From Theory to Practice: Evaluating Data Poisoning Attacks and Defenses in In-Context Learning on Social Media Health Discourse
Rabeya Amin Jhuma , Mostafa Mohaimen Akand Faisal
Published on arXiv
2510.03636
Data Poisoning Attack
OWASP ML Top 10 — ML02
Training Data Poisoning
OWASP LLM Top 10 — LLM03
Key Finding
Synonym replacement and negation insertion flipped sentiment labels in up to 67% of ICL predictions; Spectral Signature Defense restored logistic regression validation accuracy to 100% while maintaining ICL accuracy at ~46.7%.
Spectral Signature Defense
Novel technique introduced
This study explored how in-context learning (ICL) in large language models can be disrupted by data poisoning attacks in the setting of public health sentiment analysis.

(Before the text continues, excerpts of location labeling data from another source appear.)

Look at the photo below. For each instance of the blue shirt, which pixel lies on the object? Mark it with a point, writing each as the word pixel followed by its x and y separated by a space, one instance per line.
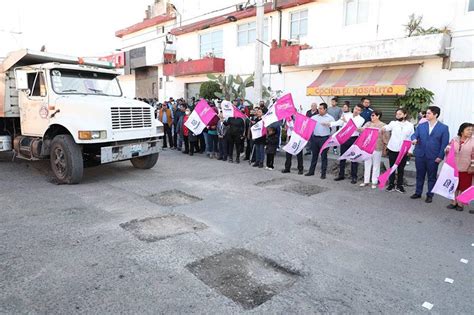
pixel 320 130
pixel 366 114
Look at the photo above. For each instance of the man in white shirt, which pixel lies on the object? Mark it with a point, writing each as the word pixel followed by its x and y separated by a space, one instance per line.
pixel 320 134
pixel 358 121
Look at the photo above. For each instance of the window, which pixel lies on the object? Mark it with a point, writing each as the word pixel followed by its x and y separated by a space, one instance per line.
pixel 211 43
pixel 247 33
pixel 356 11
pixel 36 84
pixel 299 24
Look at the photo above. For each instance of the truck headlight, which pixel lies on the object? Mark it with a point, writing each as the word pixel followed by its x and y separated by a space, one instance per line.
pixel 160 130
pixel 93 135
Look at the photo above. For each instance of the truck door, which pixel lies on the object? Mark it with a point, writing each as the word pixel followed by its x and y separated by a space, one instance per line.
pixel 33 102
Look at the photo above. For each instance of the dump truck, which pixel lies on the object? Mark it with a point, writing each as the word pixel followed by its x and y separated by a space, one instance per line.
pixel 72 111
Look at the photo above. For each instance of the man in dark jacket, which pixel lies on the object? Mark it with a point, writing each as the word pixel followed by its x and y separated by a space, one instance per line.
pixel 236 134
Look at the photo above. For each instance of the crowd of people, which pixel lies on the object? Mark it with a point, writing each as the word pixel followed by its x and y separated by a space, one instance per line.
pixel 229 139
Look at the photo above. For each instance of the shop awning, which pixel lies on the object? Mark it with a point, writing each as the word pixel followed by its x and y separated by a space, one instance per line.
pixel 389 80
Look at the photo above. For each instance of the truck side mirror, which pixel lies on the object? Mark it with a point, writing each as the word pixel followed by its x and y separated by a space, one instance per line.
pixel 21 80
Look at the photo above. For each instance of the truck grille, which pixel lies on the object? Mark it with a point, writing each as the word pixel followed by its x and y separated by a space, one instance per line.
pixel 131 117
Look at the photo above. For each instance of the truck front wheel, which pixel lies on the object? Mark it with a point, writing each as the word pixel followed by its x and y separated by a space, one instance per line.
pixel 66 160
pixel 145 162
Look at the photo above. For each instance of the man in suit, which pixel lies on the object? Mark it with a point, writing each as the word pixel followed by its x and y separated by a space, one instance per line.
pixel 431 139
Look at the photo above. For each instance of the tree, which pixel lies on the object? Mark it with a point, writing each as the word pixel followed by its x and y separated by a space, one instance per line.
pixel 208 90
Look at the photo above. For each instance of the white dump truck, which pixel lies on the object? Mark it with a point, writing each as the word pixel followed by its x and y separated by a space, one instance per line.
pixel 72 111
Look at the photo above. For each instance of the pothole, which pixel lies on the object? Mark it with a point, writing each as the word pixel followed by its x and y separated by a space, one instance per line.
pixel 277 183
pixel 305 189
pixel 245 278
pixel 173 198
pixel 158 228
pixel 293 186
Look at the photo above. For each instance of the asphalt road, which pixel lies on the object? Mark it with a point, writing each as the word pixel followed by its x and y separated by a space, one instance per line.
pixel 195 235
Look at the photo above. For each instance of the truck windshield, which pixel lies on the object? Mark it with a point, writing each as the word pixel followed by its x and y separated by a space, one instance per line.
pixel 69 81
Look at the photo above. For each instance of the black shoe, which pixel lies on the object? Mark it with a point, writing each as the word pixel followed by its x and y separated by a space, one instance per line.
pixel 400 189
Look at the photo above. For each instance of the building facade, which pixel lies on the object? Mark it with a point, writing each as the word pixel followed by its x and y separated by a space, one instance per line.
pixel 324 48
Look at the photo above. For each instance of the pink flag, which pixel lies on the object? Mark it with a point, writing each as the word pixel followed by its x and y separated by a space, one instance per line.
pixel 229 110
pixel 281 109
pixel 258 130
pixel 284 107
pixel 302 131
pixel 467 196
pixel 200 117
pixel 363 147
pixel 448 178
pixel 403 151
pixel 341 136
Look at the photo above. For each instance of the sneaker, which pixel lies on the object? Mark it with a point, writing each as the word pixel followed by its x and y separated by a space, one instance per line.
pixel 390 188
pixel 400 189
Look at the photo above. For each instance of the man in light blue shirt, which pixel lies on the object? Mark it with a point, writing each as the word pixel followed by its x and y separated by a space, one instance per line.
pixel 320 134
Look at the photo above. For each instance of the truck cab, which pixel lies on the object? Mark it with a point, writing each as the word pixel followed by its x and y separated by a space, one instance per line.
pixel 72 111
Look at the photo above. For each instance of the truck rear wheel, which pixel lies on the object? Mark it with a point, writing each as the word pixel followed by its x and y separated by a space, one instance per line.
pixel 145 162
pixel 66 160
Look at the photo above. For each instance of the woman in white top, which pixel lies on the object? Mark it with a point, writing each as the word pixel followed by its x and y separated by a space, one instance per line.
pixel 401 130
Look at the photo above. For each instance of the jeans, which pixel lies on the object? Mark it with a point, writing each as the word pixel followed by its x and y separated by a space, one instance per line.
pixel 211 143
pixel 342 163
pixel 260 153
pixel 316 145
pixel 374 163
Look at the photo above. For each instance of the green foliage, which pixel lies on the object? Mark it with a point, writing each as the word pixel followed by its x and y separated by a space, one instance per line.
pixel 415 100
pixel 208 90
pixel 414 28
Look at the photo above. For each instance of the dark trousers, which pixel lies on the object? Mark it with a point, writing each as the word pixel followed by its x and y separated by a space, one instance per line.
pixel 193 147
pixel 234 140
pixel 425 167
pixel 186 144
pixel 270 159
pixel 342 163
pixel 316 145
pixel 167 131
pixel 392 157
pixel 248 149
pixel 201 144
pixel 175 135
pixel 222 143
pixel 289 157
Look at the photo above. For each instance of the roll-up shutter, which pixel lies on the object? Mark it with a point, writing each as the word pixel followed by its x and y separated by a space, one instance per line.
pixel 386 104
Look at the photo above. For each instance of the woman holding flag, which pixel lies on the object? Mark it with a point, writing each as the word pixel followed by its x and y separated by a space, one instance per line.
pixel 463 146
pixel 401 130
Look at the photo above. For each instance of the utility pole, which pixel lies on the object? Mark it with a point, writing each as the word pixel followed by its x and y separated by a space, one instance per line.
pixel 259 51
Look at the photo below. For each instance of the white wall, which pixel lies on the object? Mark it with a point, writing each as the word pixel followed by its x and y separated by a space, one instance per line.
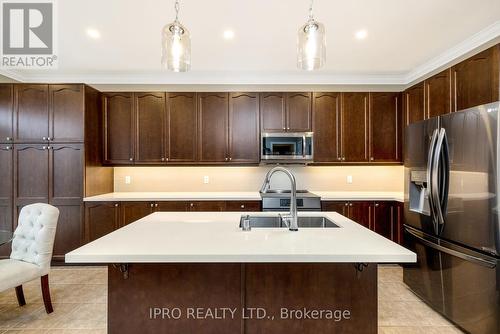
pixel 365 178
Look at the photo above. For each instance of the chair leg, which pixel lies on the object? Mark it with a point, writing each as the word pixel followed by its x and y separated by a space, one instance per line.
pixel 20 295
pixel 44 280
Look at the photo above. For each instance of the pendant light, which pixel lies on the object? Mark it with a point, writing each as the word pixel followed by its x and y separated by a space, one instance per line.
pixel 176 45
pixel 311 50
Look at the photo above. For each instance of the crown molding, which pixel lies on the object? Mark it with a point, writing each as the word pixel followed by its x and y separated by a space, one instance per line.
pixel 292 80
pixel 472 45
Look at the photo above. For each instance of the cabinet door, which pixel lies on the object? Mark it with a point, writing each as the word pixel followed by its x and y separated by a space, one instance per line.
pixel 31 122
pixel 167 206
pixel 414 100
pixel 213 118
pixel 101 218
pixel 65 193
pixel 243 206
pixel 476 79
pixel 298 112
pixel 244 128
pixel 182 122
pixel 354 127
pixel 6 178
pixel 31 169
pixel 66 113
pixel 385 127
pixel 132 211
pixel 150 127
pixel 118 128
pixel 6 112
pixel 272 112
pixel 326 114
pixel 208 206
pixel 438 94
pixel 337 206
pixel 383 219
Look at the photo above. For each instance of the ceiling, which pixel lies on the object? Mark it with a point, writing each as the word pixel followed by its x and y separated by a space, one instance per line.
pixel 406 40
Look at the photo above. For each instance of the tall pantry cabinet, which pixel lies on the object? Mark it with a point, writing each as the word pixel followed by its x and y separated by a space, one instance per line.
pixel 50 150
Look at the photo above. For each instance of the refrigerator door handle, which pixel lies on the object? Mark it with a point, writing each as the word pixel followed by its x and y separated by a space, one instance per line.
pixel 463 256
pixel 440 178
pixel 430 183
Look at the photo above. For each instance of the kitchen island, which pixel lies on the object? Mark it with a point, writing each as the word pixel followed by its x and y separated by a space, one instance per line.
pixel 198 272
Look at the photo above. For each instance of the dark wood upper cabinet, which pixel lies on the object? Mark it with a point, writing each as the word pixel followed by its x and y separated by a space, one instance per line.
pixel 385 127
pixel 354 127
pixel 438 94
pixel 101 218
pixel 298 112
pixel 6 196
pixel 150 127
pixel 244 128
pixel 66 116
pixel 213 125
pixel 326 127
pixel 6 112
pixel 272 112
pixel 118 128
pixel 182 123
pixel 32 183
pixel 414 103
pixel 31 113
pixel 476 79
pixel 66 163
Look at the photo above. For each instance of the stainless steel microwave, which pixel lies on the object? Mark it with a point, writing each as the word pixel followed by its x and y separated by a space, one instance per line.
pixel 292 147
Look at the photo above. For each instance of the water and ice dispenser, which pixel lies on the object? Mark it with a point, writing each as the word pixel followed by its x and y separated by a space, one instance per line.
pixel 419 193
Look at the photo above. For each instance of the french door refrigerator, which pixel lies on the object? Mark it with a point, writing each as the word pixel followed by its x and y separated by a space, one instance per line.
pixel 451 215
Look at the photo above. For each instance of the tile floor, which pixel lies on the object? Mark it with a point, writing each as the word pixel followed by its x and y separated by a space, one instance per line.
pixel 79 300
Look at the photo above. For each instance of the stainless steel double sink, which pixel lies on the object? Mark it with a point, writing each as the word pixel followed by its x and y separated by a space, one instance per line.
pixel 277 222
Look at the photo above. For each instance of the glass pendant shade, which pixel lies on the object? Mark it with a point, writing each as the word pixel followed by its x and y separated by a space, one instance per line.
pixel 311 53
pixel 176 47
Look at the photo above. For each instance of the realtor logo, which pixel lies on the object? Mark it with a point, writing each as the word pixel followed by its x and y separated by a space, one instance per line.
pixel 28 34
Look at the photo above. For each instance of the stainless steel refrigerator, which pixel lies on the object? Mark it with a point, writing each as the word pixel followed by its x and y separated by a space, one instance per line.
pixel 451 215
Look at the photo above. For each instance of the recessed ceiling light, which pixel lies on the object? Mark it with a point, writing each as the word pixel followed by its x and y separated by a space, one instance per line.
pixel 228 34
pixel 361 34
pixel 93 33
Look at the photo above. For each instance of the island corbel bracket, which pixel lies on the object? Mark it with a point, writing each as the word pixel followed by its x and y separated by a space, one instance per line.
pixel 123 267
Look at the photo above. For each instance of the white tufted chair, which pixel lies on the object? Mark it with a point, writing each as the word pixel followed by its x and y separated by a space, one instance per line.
pixel 31 251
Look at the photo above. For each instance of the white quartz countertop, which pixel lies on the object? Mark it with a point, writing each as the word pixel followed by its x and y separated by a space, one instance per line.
pixel 238 195
pixel 177 237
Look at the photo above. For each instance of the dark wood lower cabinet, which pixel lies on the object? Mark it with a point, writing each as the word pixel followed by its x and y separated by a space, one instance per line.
pixel 382 217
pixel 263 297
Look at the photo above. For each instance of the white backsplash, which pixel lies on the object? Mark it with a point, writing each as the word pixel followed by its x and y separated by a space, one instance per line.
pixel 364 178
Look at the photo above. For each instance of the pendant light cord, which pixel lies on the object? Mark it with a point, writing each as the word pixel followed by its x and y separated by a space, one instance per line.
pixel 176 7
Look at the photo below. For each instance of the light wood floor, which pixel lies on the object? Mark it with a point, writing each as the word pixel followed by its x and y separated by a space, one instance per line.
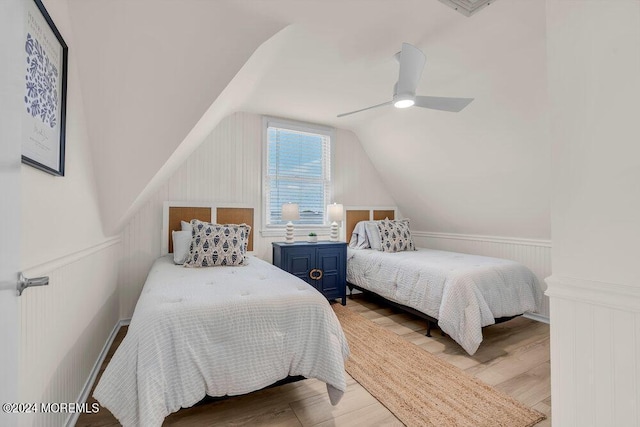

Using tweets of Human Metapneumovirus (HMPV), small adversarial perturbations such as synonym replacement, negation insertion, and randomized perturbation were introduced into the support examples. Even these minor manipulations caused major disruptions, with sentiment labels flipping in up to 67% of cases. To address this, a Spectral Signature Defense was applied, which filtered out poisoned examples while keeping the data's meaning and sentiment intact. After defense, ICL accuracy remained steady at around 46.7%, and logistic regression validation reached 100% accuracy, showing that the defense successfully preserved the dataset's integrity. Overall, the findings extend prior theoretical studies of ICL poisoning to a practical, high-stakes setting in public health discourse analysis, highlighting both the risks and potential defenses for robust LLM deployment. This study also highlights the fragility of ICL under attack and the value of spectral defenses in making AI systems more reliable for health-related social media monitoring.
Key Contributions
- Demonstrates that minor adversarial perturbations (synonym replacement, negation insertion, randomized perturbation) to ICL support examples cause up to 67% sentiment label flips in a public health tweet setting
- Applies and evaluates Spectral Signature Defense as a sanitization method for poisoned ICL demonstrations, preserving dataset integrity
- Extends ICL poisoning research from controlled benchmarks to a real-world, noisy public health social media domain (HMPV tweets)
🛡️ Threat Analysis
Core attack is poisoning in-context learning support examples (the 'data' conditioning the model) via synonym replacement, negation insertion, and randomized perturbation, causing up to 67% label flips; Spectral Signature Defense is evaluated as a data sanitization countermeasure.